TRISH: I have a wall that goes between the kitchen and there’s a set of steps that go down to the basement.
TRISH: My question is that’s – it’s also a bearing wall. Is it worth it for me to go through the expense of taking this wall out? And then what do I do about the – when you take the wall out, it’s going to drop down to the basement steps right there.
TOM: Right. So, OK, it’s a big project, Trish. Really big project. Because when you take a wall out like that, you have to reinforce all the structure above it first. And you build the reinforcement, then you take the wall out, you reassemble it with different types of structural members, like laminated beams, for example, that run that span and allow you to have that sort of open space.
Now, you raise another good question, like, “OK, what happens to the basement stair?” Well, obviously, you’re going to need a railing there. So, it’s a really big project. I don’t know if that’s going to be worth it for you in terms of what you’re going to get out of this. What are you trying to achieve, from a design perspective?
TRISH: To have an open concept. And here’s another idea. There’s another wall that goes between the kitchen and the dining room and that’s just a small wall, because there’s a doorway there.
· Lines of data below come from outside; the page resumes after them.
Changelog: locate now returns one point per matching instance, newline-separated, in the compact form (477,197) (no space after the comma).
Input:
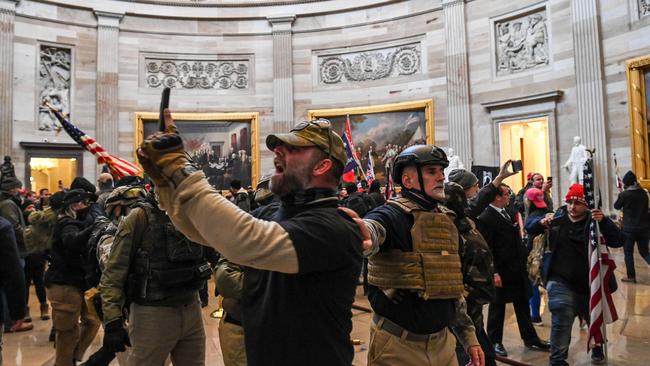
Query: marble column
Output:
(107,103)
(282,73)
(7,15)
(589,88)
(458,109)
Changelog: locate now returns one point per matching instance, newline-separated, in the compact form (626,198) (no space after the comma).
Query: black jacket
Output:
(634,204)
(12,278)
(509,254)
(68,255)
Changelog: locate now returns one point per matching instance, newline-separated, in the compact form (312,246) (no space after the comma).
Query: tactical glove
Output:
(162,156)
(116,339)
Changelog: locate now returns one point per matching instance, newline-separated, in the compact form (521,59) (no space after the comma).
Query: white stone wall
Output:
(322,28)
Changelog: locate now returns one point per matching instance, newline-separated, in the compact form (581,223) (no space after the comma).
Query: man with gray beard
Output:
(304,263)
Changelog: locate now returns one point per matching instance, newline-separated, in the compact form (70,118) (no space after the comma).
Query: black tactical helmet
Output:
(418,155)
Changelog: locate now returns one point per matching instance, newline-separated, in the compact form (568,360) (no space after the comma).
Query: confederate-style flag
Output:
(118,167)
(353,162)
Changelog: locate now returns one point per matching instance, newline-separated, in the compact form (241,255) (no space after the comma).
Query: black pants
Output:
(497,314)
(34,272)
(475,311)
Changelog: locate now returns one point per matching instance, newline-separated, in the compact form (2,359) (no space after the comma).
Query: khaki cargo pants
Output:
(160,331)
(387,349)
(75,330)
(231,340)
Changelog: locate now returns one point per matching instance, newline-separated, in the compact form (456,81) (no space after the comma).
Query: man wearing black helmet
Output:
(416,301)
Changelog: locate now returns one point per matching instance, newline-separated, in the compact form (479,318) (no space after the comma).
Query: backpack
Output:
(38,235)
(535,259)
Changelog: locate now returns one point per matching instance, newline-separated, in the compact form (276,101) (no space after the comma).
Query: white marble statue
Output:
(576,161)
(454,162)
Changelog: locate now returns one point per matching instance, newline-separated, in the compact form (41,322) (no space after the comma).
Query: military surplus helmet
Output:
(418,156)
(124,196)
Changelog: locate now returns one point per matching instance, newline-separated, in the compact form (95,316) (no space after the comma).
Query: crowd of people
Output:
(134,258)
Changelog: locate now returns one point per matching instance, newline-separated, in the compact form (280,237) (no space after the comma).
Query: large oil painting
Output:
(224,145)
(382,132)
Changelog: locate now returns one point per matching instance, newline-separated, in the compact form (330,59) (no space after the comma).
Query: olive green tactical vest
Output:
(433,268)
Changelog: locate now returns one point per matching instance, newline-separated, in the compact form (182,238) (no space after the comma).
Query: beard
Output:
(291,180)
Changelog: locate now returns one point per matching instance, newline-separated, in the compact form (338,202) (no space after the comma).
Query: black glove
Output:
(116,339)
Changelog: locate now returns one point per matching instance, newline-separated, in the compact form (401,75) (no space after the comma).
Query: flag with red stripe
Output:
(119,167)
(601,305)
(353,163)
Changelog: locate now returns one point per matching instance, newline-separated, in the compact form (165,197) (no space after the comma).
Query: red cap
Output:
(576,193)
(536,196)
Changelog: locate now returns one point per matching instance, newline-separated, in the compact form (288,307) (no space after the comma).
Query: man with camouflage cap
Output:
(296,304)
(414,270)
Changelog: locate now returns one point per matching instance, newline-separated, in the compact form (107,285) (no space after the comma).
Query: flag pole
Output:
(603,297)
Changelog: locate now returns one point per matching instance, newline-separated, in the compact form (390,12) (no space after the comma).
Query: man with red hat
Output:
(566,269)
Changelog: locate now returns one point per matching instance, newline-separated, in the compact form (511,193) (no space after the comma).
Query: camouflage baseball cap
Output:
(312,133)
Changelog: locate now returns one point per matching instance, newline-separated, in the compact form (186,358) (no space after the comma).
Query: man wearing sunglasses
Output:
(414,270)
(302,267)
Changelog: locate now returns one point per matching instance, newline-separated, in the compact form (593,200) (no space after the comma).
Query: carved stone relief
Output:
(644,8)
(369,65)
(54,81)
(521,43)
(196,74)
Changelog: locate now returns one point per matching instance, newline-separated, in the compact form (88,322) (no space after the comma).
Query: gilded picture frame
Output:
(225,145)
(638,73)
(382,131)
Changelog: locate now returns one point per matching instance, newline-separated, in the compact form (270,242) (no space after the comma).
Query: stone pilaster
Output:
(589,87)
(107,103)
(7,15)
(282,73)
(458,109)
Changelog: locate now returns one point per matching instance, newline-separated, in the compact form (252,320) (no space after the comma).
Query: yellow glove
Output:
(162,155)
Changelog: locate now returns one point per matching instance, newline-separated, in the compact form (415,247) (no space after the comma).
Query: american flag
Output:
(119,167)
(370,172)
(600,269)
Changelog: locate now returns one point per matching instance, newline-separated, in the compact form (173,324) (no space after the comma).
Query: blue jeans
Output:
(564,305)
(641,238)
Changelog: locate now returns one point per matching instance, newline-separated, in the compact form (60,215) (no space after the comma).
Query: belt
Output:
(394,329)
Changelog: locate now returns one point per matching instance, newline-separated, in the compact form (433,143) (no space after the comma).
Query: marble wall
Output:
(454,52)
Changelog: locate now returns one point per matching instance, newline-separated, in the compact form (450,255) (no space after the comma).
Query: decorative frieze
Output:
(370,65)
(197,74)
(55,77)
(521,42)
(644,8)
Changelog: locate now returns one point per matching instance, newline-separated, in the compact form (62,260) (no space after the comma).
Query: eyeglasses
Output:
(322,124)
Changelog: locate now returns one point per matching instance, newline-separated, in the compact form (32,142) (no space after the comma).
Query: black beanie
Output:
(463,177)
(629,178)
(83,183)
(10,183)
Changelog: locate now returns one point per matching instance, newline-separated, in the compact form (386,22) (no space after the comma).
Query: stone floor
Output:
(629,340)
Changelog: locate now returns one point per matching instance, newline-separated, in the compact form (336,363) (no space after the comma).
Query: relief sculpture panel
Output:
(54,84)
(196,74)
(369,65)
(521,43)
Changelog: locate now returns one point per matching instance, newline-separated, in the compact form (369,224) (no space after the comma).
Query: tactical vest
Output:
(433,268)
(167,265)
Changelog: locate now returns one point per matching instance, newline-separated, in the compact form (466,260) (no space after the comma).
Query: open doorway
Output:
(55,174)
(528,141)
(52,166)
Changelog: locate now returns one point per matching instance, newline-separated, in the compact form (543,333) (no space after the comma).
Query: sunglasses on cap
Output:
(322,124)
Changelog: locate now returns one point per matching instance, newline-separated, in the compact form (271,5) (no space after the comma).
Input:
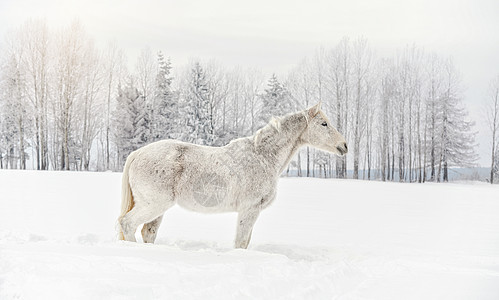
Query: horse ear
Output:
(314,110)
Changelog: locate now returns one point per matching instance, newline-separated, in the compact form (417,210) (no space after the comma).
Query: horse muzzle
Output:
(342,148)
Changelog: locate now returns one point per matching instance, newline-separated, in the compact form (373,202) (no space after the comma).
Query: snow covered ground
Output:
(321,239)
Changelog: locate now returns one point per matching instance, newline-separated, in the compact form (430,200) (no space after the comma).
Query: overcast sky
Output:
(275,35)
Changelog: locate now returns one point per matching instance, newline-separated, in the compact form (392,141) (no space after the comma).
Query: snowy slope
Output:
(321,239)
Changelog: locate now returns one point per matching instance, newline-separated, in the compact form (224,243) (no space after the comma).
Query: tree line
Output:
(66,105)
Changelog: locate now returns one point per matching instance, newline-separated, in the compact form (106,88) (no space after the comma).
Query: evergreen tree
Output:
(131,121)
(276,101)
(456,135)
(165,125)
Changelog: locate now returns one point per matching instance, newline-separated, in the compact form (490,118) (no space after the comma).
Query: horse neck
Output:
(281,144)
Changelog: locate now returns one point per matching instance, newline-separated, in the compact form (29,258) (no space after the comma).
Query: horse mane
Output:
(274,125)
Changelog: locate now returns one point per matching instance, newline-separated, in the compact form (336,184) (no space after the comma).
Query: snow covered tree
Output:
(275,101)
(457,137)
(199,119)
(492,119)
(14,112)
(131,123)
(165,123)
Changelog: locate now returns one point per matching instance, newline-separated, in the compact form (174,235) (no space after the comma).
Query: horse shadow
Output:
(291,252)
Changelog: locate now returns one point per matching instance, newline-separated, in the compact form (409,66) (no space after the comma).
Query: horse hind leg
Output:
(140,214)
(150,230)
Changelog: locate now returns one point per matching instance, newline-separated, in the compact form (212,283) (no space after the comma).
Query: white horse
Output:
(239,177)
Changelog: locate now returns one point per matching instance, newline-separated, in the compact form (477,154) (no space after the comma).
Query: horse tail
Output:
(127,202)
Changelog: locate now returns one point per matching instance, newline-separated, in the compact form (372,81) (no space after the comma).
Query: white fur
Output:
(239,177)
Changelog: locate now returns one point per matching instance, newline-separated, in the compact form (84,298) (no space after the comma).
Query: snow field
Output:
(321,239)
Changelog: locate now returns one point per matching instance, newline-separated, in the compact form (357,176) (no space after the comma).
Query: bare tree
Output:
(492,119)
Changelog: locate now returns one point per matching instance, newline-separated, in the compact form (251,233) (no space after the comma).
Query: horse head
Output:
(321,133)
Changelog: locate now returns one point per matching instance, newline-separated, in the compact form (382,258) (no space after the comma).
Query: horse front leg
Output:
(245,222)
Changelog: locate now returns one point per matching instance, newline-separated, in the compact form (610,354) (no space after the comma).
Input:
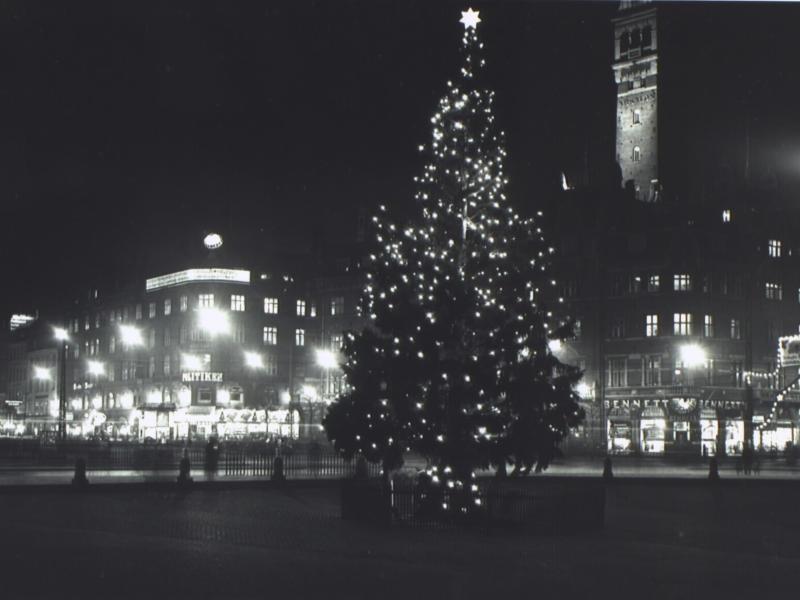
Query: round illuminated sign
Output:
(213,241)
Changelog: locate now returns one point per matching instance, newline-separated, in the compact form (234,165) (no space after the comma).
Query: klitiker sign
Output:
(204,376)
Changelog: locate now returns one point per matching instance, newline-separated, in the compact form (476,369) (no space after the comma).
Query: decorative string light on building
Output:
(459,364)
(788,356)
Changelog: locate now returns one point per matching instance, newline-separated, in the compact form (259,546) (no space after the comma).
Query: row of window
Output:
(682,324)
(681,282)
(237,304)
(128,370)
(269,338)
(651,371)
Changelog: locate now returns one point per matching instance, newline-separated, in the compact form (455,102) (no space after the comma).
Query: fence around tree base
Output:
(537,507)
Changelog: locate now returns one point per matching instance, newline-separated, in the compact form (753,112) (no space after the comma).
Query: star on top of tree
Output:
(470,18)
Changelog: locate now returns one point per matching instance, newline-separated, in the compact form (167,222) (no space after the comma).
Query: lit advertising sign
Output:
(205,376)
(192,275)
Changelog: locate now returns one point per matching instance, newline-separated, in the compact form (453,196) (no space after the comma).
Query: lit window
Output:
(205,300)
(237,302)
(774,291)
(271,306)
(618,328)
(337,306)
(681,282)
(682,324)
(271,364)
(652,370)
(708,325)
(736,329)
(616,372)
(651,325)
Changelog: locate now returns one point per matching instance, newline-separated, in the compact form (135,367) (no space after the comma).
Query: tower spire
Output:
(636,75)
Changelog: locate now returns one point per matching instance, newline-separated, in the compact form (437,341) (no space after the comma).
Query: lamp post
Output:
(62,336)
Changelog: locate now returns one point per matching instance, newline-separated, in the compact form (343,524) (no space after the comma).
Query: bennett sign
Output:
(205,376)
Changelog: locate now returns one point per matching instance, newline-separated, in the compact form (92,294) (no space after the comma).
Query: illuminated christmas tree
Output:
(456,364)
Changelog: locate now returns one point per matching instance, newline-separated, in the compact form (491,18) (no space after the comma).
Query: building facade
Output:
(208,350)
(680,305)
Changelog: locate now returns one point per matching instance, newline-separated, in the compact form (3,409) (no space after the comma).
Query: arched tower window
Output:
(647,37)
(624,44)
(636,38)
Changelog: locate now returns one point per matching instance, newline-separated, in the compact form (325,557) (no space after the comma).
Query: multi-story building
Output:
(679,304)
(29,374)
(204,350)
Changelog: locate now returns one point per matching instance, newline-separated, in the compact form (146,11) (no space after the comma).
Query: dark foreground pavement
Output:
(663,539)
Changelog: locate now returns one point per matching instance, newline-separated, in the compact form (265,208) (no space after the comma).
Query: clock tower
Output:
(636,75)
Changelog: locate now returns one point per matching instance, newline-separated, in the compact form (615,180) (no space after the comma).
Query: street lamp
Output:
(130,335)
(253,360)
(62,335)
(42,373)
(693,355)
(96,368)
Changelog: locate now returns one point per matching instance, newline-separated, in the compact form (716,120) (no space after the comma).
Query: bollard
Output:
(79,480)
(608,473)
(185,470)
(713,469)
(277,469)
(362,472)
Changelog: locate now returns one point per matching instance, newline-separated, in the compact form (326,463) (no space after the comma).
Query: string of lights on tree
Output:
(773,376)
(456,363)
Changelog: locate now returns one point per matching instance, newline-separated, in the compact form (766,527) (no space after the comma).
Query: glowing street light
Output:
(42,373)
(130,335)
(191,362)
(326,359)
(584,389)
(62,336)
(213,320)
(554,345)
(96,368)
(253,360)
(693,355)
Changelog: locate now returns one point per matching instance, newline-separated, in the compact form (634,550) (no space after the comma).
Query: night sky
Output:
(130,128)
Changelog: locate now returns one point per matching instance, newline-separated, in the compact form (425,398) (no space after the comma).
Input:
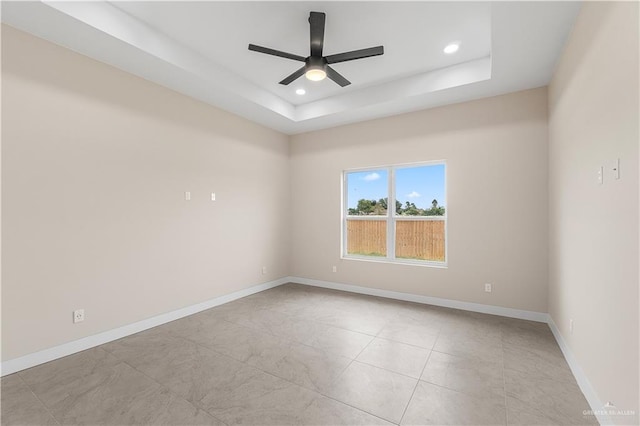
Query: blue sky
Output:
(418,185)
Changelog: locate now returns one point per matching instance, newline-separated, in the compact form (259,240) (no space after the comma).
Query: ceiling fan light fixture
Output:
(315,74)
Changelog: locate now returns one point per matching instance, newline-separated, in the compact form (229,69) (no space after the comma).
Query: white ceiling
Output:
(200,49)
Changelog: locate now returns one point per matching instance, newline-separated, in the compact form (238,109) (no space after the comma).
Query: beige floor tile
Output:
(377,391)
(123,396)
(339,341)
(20,406)
(536,361)
(300,364)
(466,375)
(395,356)
(286,356)
(326,411)
(435,405)
(411,333)
(259,398)
(561,401)
(53,381)
(470,345)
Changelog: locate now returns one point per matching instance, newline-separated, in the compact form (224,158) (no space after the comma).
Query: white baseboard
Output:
(46,355)
(585,386)
(447,303)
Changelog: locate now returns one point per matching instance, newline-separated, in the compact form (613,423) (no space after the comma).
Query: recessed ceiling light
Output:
(452,48)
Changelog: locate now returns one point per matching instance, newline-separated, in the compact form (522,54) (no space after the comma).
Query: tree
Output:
(365,206)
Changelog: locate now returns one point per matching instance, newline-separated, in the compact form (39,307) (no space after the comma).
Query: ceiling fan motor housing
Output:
(315,63)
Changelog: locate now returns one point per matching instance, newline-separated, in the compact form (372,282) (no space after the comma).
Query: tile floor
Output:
(304,355)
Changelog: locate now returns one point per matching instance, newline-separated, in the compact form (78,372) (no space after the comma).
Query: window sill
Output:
(408,262)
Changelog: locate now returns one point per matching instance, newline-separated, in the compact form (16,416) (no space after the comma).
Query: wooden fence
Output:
(415,239)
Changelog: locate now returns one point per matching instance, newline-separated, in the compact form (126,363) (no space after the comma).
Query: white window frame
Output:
(391,217)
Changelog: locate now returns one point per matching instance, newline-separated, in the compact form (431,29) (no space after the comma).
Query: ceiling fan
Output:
(316,67)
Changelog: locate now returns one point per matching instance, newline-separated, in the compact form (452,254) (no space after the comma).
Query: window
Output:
(396,214)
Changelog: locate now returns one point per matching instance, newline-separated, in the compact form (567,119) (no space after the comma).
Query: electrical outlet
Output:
(78,315)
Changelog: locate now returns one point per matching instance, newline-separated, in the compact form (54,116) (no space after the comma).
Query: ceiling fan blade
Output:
(355,54)
(276,53)
(316,24)
(337,77)
(299,73)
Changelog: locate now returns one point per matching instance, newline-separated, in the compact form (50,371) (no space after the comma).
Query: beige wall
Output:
(496,153)
(593,110)
(95,163)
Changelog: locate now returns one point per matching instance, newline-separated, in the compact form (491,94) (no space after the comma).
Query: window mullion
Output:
(391,209)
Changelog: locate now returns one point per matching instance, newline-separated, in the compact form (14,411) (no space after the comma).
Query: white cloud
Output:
(371,176)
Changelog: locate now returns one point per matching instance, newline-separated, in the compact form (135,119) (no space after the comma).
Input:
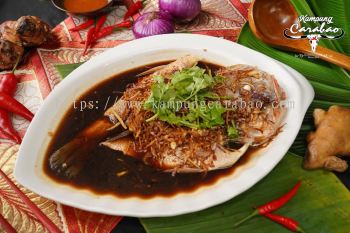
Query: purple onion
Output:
(184,10)
(153,23)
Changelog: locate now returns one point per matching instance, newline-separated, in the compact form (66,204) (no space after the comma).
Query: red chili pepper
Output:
(6,126)
(89,39)
(288,223)
(82,26)
(106,31)
(4,135)
(8,85)
(100,22)
(133,9)
(273,205)
(10,104)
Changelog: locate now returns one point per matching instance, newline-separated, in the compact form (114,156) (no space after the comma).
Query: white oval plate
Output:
(29,172)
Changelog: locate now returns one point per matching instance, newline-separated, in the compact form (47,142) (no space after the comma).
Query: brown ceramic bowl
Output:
(59,4)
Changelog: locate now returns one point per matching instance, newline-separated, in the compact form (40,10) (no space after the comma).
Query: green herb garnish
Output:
(186,100)
(232,131)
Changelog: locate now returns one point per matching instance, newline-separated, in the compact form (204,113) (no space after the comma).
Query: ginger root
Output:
(331,139)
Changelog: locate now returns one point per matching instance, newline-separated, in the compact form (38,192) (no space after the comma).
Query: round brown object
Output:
(32,30)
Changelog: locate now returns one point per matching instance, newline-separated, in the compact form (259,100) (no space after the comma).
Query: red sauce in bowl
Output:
(83,6)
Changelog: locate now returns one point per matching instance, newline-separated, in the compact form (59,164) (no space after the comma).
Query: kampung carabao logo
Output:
(313,34)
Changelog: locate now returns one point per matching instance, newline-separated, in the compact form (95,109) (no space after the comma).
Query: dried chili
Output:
(6,126)
(8,85)
(273,205)
(100,22)
(4,135)
(83,26)
(288,223)
(133,9)
(106,31)
(10,104)
(89,39)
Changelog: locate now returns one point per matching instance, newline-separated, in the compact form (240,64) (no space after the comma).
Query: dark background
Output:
(13,9)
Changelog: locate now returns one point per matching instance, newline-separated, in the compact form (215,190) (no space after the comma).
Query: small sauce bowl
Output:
(60,4)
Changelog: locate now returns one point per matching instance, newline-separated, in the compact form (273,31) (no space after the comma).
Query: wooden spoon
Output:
(269,18)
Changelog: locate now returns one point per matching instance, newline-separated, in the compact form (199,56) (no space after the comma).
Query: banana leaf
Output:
(319,207)
(340,10)
(314,70)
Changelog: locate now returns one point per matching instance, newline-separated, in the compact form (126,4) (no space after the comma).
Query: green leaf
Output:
(322,205)
(65,69)
(313,69)
(340,11)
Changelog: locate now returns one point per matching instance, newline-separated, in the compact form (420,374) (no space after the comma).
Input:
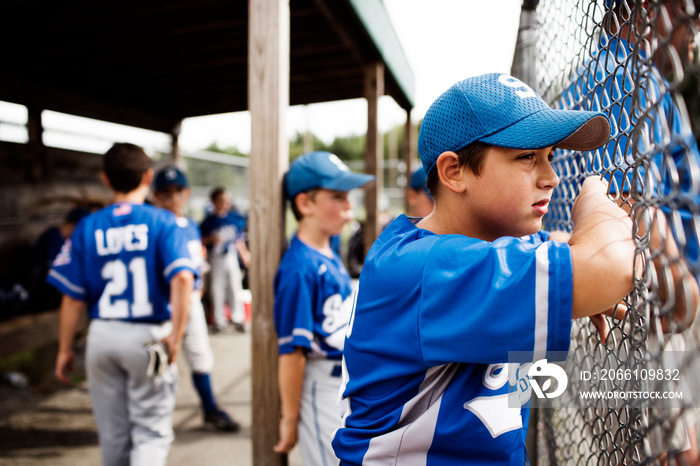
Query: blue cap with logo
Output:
(500,110)
(321,170)
(170,176)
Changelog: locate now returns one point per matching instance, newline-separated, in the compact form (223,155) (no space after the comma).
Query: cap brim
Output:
(347,181)
(566,129)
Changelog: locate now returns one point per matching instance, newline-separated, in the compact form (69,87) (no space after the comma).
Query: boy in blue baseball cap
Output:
(172,192)
(312,305)
(442,300)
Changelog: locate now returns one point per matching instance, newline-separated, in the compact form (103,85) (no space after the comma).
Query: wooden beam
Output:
(175,153)
(30,94)
(36,162)
(409,152)
(268,100)
(28,333)
(374,160)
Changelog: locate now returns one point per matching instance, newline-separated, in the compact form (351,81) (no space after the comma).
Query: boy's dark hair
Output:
(471,156)
(216,192)
(295,210)
(124,165)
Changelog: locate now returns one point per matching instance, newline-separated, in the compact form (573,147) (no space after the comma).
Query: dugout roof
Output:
(151,63)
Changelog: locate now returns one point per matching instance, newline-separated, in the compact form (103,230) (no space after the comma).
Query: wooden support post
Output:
(36,163)
(374,154)
(175,154)
(393,156)
(268,100)
(409,152)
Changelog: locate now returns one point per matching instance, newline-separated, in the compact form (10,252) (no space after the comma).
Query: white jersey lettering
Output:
(117,239)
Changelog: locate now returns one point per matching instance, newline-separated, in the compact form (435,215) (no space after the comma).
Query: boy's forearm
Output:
(602,250)
(69,319)
(181,287)
(291,380)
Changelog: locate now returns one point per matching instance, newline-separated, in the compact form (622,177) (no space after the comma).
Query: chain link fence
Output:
(637,62)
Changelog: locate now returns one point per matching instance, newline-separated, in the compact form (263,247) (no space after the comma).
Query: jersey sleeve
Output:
(67,272)
(475,295)
(293,309)
(172,247)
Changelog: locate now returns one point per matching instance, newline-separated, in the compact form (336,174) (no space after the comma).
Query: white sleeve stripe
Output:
(65,282)
(183,262)
(297,332)
(541,301)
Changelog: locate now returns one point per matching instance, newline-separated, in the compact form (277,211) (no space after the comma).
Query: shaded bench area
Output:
(152,64)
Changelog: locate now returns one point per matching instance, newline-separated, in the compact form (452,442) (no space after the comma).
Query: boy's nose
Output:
(549,178)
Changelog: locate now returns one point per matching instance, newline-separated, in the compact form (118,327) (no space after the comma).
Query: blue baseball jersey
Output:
(425,368)
(194,246)
(313,296)
(120,261)
(230,228)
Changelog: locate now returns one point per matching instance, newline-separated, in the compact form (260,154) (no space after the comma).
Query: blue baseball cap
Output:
(170,176)
(321,170)
(501,110)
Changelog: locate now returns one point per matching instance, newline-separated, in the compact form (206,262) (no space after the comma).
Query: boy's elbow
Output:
(602,279)
(183,279)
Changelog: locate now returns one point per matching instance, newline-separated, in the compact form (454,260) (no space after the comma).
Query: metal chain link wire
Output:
(632,60)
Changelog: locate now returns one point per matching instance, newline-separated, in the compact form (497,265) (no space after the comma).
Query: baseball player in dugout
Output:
(171,191)
(442,300)
(312,305)
(223,233)
(129,266)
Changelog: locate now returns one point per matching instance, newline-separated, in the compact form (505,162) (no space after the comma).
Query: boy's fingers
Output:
(601,325)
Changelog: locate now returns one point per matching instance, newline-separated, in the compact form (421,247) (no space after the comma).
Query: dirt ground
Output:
(53,424)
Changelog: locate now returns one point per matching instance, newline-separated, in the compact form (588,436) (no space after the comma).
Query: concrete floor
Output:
(53,425)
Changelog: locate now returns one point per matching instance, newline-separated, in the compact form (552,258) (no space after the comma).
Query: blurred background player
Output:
(172,193)
(129,265)
(420,202)
(223,233)
(42,295)
(312,305)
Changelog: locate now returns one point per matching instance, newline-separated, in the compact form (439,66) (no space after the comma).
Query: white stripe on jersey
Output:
(66,283)
(178,263)
(541,301)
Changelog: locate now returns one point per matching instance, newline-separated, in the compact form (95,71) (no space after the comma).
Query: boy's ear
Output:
(450,173)
(105,180)
(147,177)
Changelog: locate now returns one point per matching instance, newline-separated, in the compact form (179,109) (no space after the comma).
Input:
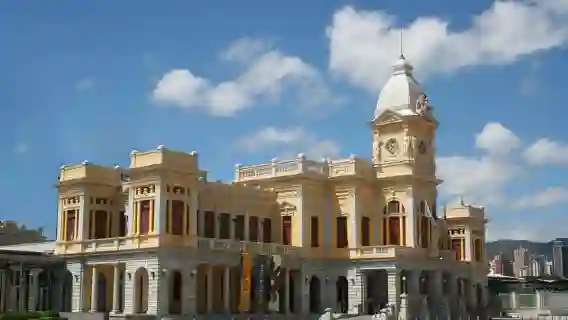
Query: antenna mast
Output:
(401,43)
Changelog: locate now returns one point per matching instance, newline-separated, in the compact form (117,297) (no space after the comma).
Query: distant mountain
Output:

LESLIE: Trish, there are some other ways that you can actually make the rooms feel larger. Considering I don’t know the exact floor plan or the situation of the space – but if you’ve got some windows in, say, your dining room on the wall opposite it, why not put a really large mirror over, perhaps, a service area or some sort of great storage cabinet? Because the mirror will sort of help bounce the light around and open up the space and make it feel larger. Using paint-color tricks, where you slightly change one wall color to a lighter hue in the same family, can make the space feel larger, as well.
Mirrors really are a huge help. I’m not talking about mirroring an entire wall but I am talking about – perhaps some strategically placed, really decorative mirrors will do the trick, as well.
These are all ways – furniture layout. If you can sort of keep the flow more open to encourage a good pass-through, that can help make the space feel larger, as well. So there are ways without taking on major construction projects.
TOM: That’ll make it look so much bigger.
Trish, good luck with that project. Thanks so much for calling us at 888-MONEY-PIT.